Hard to talk about games for too long without bringing up Mario. This is an enhanced remake of the SNES classic. The most noticeable improvements are widescreen graphics and the ability to swap between Mario and Luigi level by level. The downside is tinny audio, which has always plagued the Game Boy Advance. The SNES soundtrack is clearly better.
Mario 3 teaches us that Nintendo had an interest in making Mario a bigger game, but the horsepower of the NES was lacking. At the same time, Super Mario Land 2: The Six Golden Coins served as an example for where the series could go. Mario World borrows the overworld from both games, some method of flying from both games, and the ability to break bricks by spinning on them from Mario Land 2.

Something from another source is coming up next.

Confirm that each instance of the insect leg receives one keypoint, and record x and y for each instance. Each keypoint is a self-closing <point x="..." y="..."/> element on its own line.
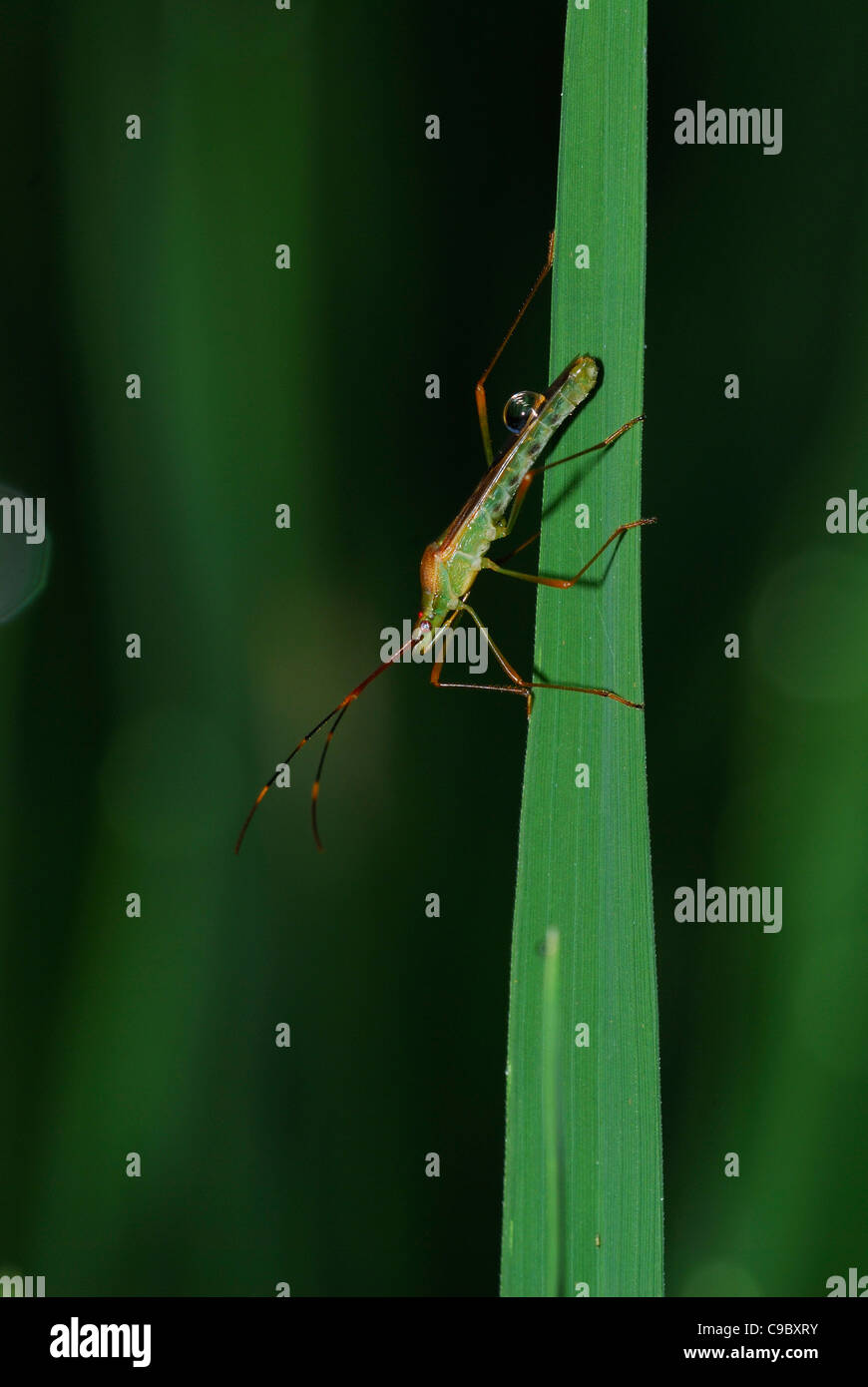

The remake in particular is extremely generous. If you have a power-up and take a hit, you’ll retain your size instead of being a small Mario. Also, there are extra lives galore. Dedication will lead you to the conclusion, guide- and walkthrough-free. Still, Mario World has secrets, notably keyholes with matching keys that take you to a secret level. The best of these secrets is Star Road, where you can get things like a blue, red, or yellow Yoshi with special abilities. But Star Road’s main purpose is to provide shortcuts on the overworld.
Looking back, 2D games feel as though they can have infinitely better graphics now than games of yore. Games like Bastion (with graphics drawn on a Wacom Tablet) and Ori and the Blind Forest are proof. Graphics can now be hand drawn. It takes some of the fun away from Mario World’s graphics, which would later be called “sprite-based”. It’s a step above Atari, but doesn’t belong on a 4K television set.
If you own the SNES version, and have a method of dumping SNES ROM files on your computer (see the “Retrode”), there is a world of ROM Hacks out there, legal ways of modifying Mario World to create different games from its source. A novice can get into it – like a novice can get into PC game mods – but there are some expertly crafted levels out there. I assume this is where Nintendo got the idea for Super Mario Maker for Wii U and 3DS. See ROMHacking.net to learn more.
In my mind, this is still a great game, despite the passage of time. The game isn’t as challenging as it could be, but that flaw would be corrected with the sequel, Yoshi’s Island. The last great 2D Mario – that was still about Mario — before Super Mario 64 brought our love of the series to the third dimension.
I am fascinated by how one game borrows from earlier games but adds cool new improvements and changes. Excellent review!